Bitcoin was the first cryptocurrency, and while it’s still the biggest, Ethereum has risen to become the second-most valuable cryptocurrency in the world, with a market cap of over $68 billion. There are several major differences between these two digital currencies; this article will highlight some of the key ones, so you can make an informed decision about whether Ethereum or Bitcoin is better suited to your needs.
What are they? How can you use them? Where should you buy them? Ethereum and bitcoin have exploded in popularity since their creation (the former’s ICO was one of 2016’s biggest stories), but many people still aren’t sure how to get involved with cryptocurrency. Here, we answer all your questions about ethereum vs. bitcoin, as well as provide tips on how to start buying and using these new digital currencies!
A majority of people think of cryptocurrency as an investment vehicle, but using it to pay for things is growing in popularity. This shift poses risks and rewards for both consumers and businesses that accept cryptocurrency as a form of payment. Before you get started, read up on its pros and cons. But first—do your research! There are lots of fake cryptocurrencies out there; don’t be fooled by their pitches. And never invest more than you can afford to lose; not all currency is alike and not all tokens are here to stay. The same goes for exchanges – make sure yours are vetted by a trusted authority like Coincub.
How to buy
If you want to get some of these cryptocurrencies, it’s not too difficult a process—but first you have to buy some actual currency (USD, EUR, etc.). You can do that using one of several popular cryptocurrency exchanges like Coinbase and Kraken or in person at sites like Local Bitcoins. Check coincub.com for recommendations for trustworhy exchanges where you can buy as much crypto as you need.
Make your first trade
If you want to invest in cryptocurrencies, it’s important to get started as early as possible.

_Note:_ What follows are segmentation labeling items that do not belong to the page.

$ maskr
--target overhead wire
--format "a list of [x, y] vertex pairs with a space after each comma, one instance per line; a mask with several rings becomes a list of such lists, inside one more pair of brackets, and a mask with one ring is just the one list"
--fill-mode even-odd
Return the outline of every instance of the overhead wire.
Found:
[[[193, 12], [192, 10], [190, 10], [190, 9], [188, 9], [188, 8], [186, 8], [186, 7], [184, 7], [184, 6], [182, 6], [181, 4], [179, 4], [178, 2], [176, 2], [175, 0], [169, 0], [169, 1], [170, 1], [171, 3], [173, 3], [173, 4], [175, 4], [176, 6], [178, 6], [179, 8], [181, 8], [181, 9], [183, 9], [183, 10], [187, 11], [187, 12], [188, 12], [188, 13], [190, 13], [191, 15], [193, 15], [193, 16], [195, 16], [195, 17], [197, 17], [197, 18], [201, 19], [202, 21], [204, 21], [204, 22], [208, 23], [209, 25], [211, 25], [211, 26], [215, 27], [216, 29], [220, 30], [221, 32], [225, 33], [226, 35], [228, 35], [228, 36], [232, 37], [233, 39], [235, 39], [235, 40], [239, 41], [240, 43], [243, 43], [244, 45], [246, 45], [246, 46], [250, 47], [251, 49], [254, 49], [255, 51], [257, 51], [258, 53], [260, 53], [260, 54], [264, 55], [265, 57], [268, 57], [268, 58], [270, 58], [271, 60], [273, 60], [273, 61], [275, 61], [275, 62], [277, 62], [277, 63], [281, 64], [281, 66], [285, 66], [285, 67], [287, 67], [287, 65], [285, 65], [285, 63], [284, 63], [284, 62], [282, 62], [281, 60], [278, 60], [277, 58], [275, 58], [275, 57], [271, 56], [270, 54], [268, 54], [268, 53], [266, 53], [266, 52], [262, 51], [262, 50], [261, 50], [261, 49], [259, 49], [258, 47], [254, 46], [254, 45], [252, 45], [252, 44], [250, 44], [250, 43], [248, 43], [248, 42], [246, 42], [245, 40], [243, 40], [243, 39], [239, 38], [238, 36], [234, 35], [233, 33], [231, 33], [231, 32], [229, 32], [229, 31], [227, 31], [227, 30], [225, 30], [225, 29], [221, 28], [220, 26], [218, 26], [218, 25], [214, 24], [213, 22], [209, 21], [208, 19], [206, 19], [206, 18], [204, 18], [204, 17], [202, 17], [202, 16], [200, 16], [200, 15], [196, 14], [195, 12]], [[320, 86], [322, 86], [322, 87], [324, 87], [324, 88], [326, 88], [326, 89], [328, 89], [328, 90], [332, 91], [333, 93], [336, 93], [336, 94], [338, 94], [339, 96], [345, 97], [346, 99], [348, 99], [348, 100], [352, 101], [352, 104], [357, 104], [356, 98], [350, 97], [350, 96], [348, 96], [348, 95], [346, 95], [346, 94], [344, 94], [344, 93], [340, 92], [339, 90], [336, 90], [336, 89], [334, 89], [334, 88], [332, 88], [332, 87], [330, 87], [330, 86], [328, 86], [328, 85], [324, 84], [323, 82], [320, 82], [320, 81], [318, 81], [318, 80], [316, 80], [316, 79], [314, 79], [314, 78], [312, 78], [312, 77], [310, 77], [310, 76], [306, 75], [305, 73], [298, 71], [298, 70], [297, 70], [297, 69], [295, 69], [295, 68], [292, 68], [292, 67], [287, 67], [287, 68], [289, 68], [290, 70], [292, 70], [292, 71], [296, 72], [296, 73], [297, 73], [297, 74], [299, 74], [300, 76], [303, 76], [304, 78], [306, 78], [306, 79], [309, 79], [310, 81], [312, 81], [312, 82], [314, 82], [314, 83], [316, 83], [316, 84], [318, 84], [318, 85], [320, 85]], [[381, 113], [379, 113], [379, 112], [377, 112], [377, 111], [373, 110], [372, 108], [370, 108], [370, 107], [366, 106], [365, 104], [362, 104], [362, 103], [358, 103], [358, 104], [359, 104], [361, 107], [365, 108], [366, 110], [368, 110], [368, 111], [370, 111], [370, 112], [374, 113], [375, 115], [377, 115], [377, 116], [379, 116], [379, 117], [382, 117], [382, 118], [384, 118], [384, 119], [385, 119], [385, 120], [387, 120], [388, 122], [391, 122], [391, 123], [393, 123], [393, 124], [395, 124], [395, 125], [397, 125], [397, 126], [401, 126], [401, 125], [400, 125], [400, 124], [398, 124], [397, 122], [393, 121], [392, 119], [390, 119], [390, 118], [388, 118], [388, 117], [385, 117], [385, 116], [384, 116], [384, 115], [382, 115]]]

Cryptocurrencies are extremely volatile and you don’t want to get in when everyone else is thinking about getting out. We recommend that you make your first cryptocurrency trade only if: (1) You are ready for extreme volatility; (2) You have a small investment budget; and (3) You plan on holding for at least a year. Otherwise, it might be best to sit back and watch from a distance until your risk tolerance grows along with its value. If you already own Bitcoin or Ethereum or some other cryptocurrency, then congratulations—you can skip ahead! Start monitoring any exchanges where you hold positions; over time, markets will become less volatile and prices should stabilize more quickly.